In der vom Kläger eingereichten Stellungnahme vom 11. Februar 2008 führte Prof. Dr. von B. hierzu aus, Prof. Dr. K. erwähne nicht, dass es nicht wenige Literaturmitteilungen gebe, die eindeutig auswiesen, dass selbst nach mehrmonatiger antibiotischer Behandlung Borrelien aus Gewebebiopsien von Patienten mittels Kultur oder PZR nachgewiesen werden konnten. Auch beim Kläger habe sich bei einer Hautbiopsie ein solcher Befund ergeben. Die Polymyositis sei zweifellos eine seltene, aber eine mögliche Manifestationsform der Borreliose. Ob diese jetzt noch durch vitale Borrelien oder durch einen erregerinduzierten permanenten Entzündungsprozess unterhalten werde, könne nicht entschieden werden.

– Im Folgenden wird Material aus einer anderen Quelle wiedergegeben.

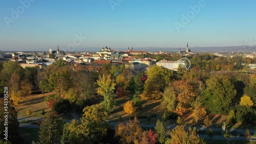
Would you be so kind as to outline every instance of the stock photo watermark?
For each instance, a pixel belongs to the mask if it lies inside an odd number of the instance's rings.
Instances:
[[[68,45],[67,49],[62,49],[62,51],[74,52],[76,47],[81,45],[84,40],[87,38],[86,37],[83,37],[81,33],[80,33],[79,35],[75,34],[75,38],[73,40],[73,43]]]
[[[7,27],[10,27],[10,24],[14,22],[17,20],[20,15],[25,12],[25,10],[28,9],[31,6],[31,4],[35,2],[36,0],[20,0],[19,3],[21,5],[18,6],[16,9],[11,9],[12,13],[10,17],[5,16],[4,19]]]
[[[119,6],[120,4],[122,3],[124,0],[110,0],[109,3],[110,3],[112,10],[115,10],[115,7],[116,6]]]
[[[181,28],[184,28],[186,25],[188,24],[190,20],[196,16],[196,15],[200,12],[201,9],[206,6],[206,3],[205,0],[200,0],[198,5],[189,6],[190,10],[188,11],[186,14],[181,14],[182,18],[180,22],[176,21],[174,23],[178,32],[180,32]]]

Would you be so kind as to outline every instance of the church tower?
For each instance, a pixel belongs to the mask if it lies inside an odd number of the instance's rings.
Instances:
[[[188,42],[187,43],[187,49],[186,49],[186,53],[188,53]]]
[[[57,49],[57,55],[59,54],[59,45],[58,45],[58,49]]]

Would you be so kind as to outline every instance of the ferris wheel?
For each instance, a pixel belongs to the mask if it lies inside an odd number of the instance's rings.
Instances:
[[[180,62],[180,66],[181,68],[184,68],[186,69],[189,69],[190,68],[190,61],[189,59],[186,58],[182,58],[179,60],[179,62]]]

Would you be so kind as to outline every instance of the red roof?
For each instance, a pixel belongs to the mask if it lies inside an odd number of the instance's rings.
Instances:
[[[95,60],[94,61],[94,63],[110,63],[111,62],[111,60]]]

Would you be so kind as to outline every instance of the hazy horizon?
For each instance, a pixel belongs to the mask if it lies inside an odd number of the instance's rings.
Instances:
[[[68,51],[105,45],[184,47],[187,42],[190,47],[256,45],[253,0],[0,4],[2,51],[48,51],[57,44]]]

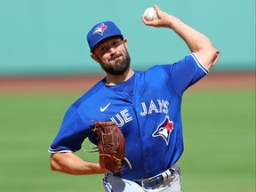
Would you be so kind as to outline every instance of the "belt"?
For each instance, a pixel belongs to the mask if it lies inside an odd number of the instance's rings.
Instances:
[[[135,180],[133,181],[144,188],[152,188],[154,187],[161,185],[162,183],[165,182],[171,178],[173,178],[174,172],[175,170],[173,168],[170,168],[156,176],[148,178],[145,180]]]

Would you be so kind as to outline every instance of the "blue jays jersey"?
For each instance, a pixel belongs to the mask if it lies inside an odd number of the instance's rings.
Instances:
[[[102,79],[68,109],[49,151],[76,152],[84,139],[96,144],[94,122],[110,120],[124,136],[125,156],[132,166],[125,164],[119,176],[140,180],[163,172],[183,152],[183,92],[207,73],[191,53],[174,64],[136,71],[124,83],[128,92],[109,88]]]

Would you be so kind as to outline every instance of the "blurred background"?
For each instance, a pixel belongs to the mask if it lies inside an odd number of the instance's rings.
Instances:
[[[120,28],[135,70],[190,53],[172,30],[142,23],[155,4],[221,52],[183,98],[184,191],[255,191],[254,0],[0,0],[0,191],[103,191],[101,175],[51,172],[47,149],[68,106],[104,76],[86,41],[93,25]]]

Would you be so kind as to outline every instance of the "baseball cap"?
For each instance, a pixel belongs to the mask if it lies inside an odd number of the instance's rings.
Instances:
[[[87,42],[91,50],[93,52],[94,47],[102,40],[119,36],[124,38],[120,29],[115,25],[114,22],[107,20],[96,24],[87,34]]]

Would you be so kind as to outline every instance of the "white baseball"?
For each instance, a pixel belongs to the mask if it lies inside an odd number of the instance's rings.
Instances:
[[[144,16],[148,20],[153,20],[157,19],[157,14],[153,7],[149,7],[145,10]]]

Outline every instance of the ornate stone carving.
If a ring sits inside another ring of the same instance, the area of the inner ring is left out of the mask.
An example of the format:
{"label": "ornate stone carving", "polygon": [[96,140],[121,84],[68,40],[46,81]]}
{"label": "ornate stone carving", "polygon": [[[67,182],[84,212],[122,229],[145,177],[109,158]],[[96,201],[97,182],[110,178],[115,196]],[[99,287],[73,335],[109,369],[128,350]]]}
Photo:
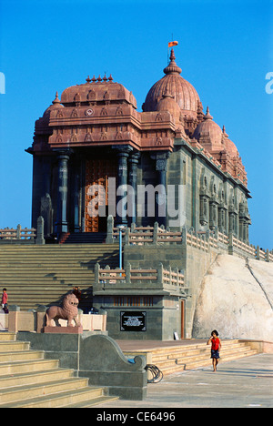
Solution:
{"label": "ornate stone carving", "polygon": [[58,320],[67,320],[67,327],[73,327],[72,321],[75,321],[76,326],[79,326],[77,320],[77,306],[78,299],[73,293],[66,294],[64,298],[63,306],[51,306],[46,312],[46,327],[52,325],[52,321],[56,320],[56,324],[59,325]]}

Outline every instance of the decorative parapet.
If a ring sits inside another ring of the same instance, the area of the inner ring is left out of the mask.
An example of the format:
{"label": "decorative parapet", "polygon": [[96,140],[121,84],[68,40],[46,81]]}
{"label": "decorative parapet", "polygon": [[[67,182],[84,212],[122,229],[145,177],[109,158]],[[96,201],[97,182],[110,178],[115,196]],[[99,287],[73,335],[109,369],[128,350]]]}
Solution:
{"label": "decorative parapet", "polygon": [[[108,229],[112,242],[117,241],[119,228]],[[136,227],[122,229],[123,242],[126,245],[158,245],[158,244],[182,244],[195,247],[196,248],[208,251],[210,249],[220,249],[229,254],[251,257],[257,260],[273,262],[273,252],[262,249],[259,246],[253,246],[237,238],[232,232],[228,236],[216,228],[214,231],[187,231],[184,228],[181,231],[170,231],[164,226],[159,227],[157,222],[154,227]]]}
{"label": "decorative parapet", "polygon": [[101,269],[99,263],[95,266],[94,295],[99,294],[137,294],[147,289],[154,294],[187,295],[184,274],[177,269],[163,268],[162,263],[157,269],[132,269],[129,263],[126,268],[111,269],[106,266]]}
{"label": "decorative parapet", "polygon": [[11,240],[33,240],[36,236],[36,229],[35,228],[24,228],[17,225],[16,228],[5,228],[0,229],[0,241]]}
{"label": "decorative parapet", "polygon": [[22,228],[19,224],[16,228],[0,229],[0,244],[45,244],[44,218],[38,218],[37,228]]}

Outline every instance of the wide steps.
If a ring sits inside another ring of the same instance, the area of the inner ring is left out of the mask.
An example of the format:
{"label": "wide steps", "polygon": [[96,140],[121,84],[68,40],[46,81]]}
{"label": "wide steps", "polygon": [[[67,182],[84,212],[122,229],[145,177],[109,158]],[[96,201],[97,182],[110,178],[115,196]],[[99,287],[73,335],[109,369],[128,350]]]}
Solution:
{"label": "wide steps", "polygon": [[17,305],[21,310],[57,304],[78,286],[82,290],[79,308],[86,310],[92,306],[96,262],[103,268],[117,267],[118,245],[0,245],[0,286],[7,288],[9,305]]}
{"label": "wide steps", "polygon": [[[150,351],[152,352],[152,364],[156,365],[165,376],[212,364],[210,345],[208,346],[206,343],[157,348]],[[220,362],[255,355],[256,353],[257,350],[251,350],[245,342],[239,342],[238,340],[222,340]]]}
{"label": "wide steps", "polygon": [[0,333],[0,408],[87,408],[116,399],[44,357],[15,334]]}

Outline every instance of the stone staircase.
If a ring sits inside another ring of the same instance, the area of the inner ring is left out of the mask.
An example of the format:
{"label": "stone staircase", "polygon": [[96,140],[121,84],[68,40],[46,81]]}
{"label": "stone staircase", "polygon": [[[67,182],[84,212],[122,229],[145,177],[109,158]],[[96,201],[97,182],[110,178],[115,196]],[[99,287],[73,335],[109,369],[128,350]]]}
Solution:
{"label": "stone staircase", "polygon": [[117,399],[58,362],[0,332],[0,408],[87,408]]}
{"label": "stone staircase", "polygon": [[85,311],[92,306],[96,262],[117,267],[118,245],[1,245],[0,288],[7,289],[9,305],[27,310],[59,303],[78,286],[82,290],[79,308]]}
{"label": "stone staircase", "polygon": [[[240,342],[238,340],[222,340],[221,341],[220,363],[258,353],[247,342]],[[119,344],[126,356],[136,356],[140,353],[149,354],[148,363],[158,367],[164,376],[185,370],[196,370],[212,365],[210,346],[207,345],[206,342],[186,344],[184,341],[180,346],[173,347],[160,347],[160,344],[158,344],[158,348],[141,349],[139,350],[126,350],[123,348],[123,343],[120,340]]]}
{"label": "stone staircase", "polygon": [[[222,340],[220,362],[238,360],[256,353],[257,350],[237,340]],[[210,346],[207,343],[200,343],[194,347],[189,345],[172,350],[157,350],[153,352],[152,363],[157,365],[164,375],[210,366],[212,364]]]}

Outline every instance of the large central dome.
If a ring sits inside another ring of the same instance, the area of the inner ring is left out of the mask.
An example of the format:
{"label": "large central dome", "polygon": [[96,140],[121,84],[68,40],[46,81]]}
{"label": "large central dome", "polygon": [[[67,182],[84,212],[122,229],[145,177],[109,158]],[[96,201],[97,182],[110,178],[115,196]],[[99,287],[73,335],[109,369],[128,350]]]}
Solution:
{"label": "large central dome", "polygon": [[181,76],[181,68],[175,62],[174,50],[171,50],[170,63],[164,69],[166,76],[149,90],[143,111],[156,111],[158,102],[168,93],[178,104],[184,115],[197,118],[198,104],[200,99],[194,86],[185,80]]}

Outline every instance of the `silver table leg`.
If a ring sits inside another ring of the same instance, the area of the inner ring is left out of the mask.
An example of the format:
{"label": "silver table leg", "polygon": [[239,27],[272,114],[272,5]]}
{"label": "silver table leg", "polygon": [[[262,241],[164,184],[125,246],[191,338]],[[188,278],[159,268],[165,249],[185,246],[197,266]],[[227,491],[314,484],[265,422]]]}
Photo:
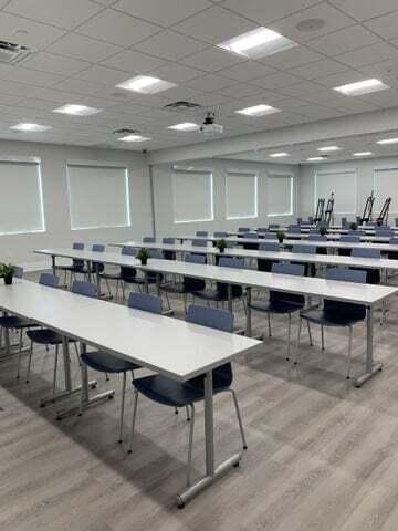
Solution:
{"label": "silver table leg", "polygon": [[206,435],[206,476],[192,483],[187,490],[177,496],[177,506],[184,506],[210,487],[218,478],[231,468],[237,467],[242,459],[241,454],[234,454],[216,467],[214,465],[214,425],[212,399],[212,372],[206,373],[205,378],[205,435]]}
{"label": "silver table leg", "polygon": [[374,362],[373,348],[374,348],[374,310],[371,306],[367,309],[366,314],[366,372],[358,376],[355,381],[355,387],[362,387],[368,379],[375,374],[379,373],[383,368],[383,364]]}

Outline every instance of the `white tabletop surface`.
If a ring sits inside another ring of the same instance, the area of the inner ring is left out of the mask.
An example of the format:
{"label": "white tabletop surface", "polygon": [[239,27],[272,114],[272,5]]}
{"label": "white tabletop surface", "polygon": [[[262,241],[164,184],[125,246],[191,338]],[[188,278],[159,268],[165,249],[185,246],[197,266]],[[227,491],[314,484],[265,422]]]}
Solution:
{"label": "white tabletop surface", "polygon": [[186,381],[259,341],[15,279],[0,284],[0,308],[95,347]]}
{"label": "white tabletop surface", "polygon": [[201,263],[187,263],[176,260],[149,259],[147,266],[142,266],[134,257],[125,257],[112,252],[74,251],[65,249],[46,249],[35,252],[129,266],[144,271],[180,274],[191,278],[216,280],[229,284],[264,288],[287,293],[300,293],[338,301],[357,302],[366,305],[381,302],[398,292],[397,288],[386,285],[357,284],[308,277],[265,273],[252,269],[232,269]]}

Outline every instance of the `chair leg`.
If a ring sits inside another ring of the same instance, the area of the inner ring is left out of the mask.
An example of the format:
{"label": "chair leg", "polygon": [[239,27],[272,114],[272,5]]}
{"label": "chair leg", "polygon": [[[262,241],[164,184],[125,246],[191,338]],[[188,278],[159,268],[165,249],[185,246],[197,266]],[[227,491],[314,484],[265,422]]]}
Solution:
{"label": "chair leg", "polygon": [[29,350],[29,357],[28,357],[28,369],[27,369],[27,384],[29,384],[30,378],[30,367],[32,364],[32,354],[33,354],[33,341],[31,340],[31,345]]}
{"label": "chair leg", "polygon": [[128,454],[132,454],[133,451],[133,436],[134,436],[135,419],[137,416],[137,405],[138,405],[138,389],[134,389],[133,419],[132,419],[130,435],[128,439]]}
{"label": "chair leg", "polygon": [[57,371],[59,345],[55,345],[54,374],[53,374],[53,395],[56,391],[56,371]]}
{"label": "chair leg", "polygon": [[348,358],[347,358],[347,376],[350,378],[350,366],[352,366],[352,352],[353,352],[353,326],[348,326]]}
{"label": "chair leg", "polygon": [[188,487],[190,486],[191,470],[192,470],[193,427],[195,427],[195,406],[193,404],[191,404],[191,421],[189,427],[188,461],[187,461],[187,486]]}
{"label": "chair leg", "polygon": [[124,409],[126,400],[126,373],[123,373],[123,387],[122,387],[122,406],[121,406],[121,426],[119,426],[119,438],[118,442],[122,442],[123,439],[123,425],[124,425]]}
{"label": "chair leg", "polygon": [[229,389],[229,391],[230,391],[231,394],[232,394],[233,404],[234,404],[234,406],[235,406],[235,412],[237,412],[237,417],[238,417],[239,429],[240,429],[241,437],[242,437],[243,450],[247,450],[247,449],[248,449],[248,442],[247,442],[245,436],[244,436],[244,429],[243,429],[243,424],[242,424],[242,417],[241,417],[240,409],[239,409],[237,393],[235,393],[233,389]]}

Wegen der weiteren Einzelheiten wird auf die Verwaltungsakte der Beklagten sowie auf die Gerichtsakte verwiesen.
Entscheidungsgründe:
Die gem. § 151 Abs. 1 SGG form- und fristgerecht eingelegte Berufung des Klägers ist statthaft und zulässig.
Sie ist jedoch nicht begründet. Das SG hat die Klage zu Recht abgewiesen. Dem Kläger steht keine höhere Verletztenrente zu. Der Bescheid der Beklagten vom 7. Mai 2003 in der Gestalt des Widerspruchsbescheids vom 23. Juli 2003 ist rechtmäßig und verletzt den Kläger nicht in seinen Rechten.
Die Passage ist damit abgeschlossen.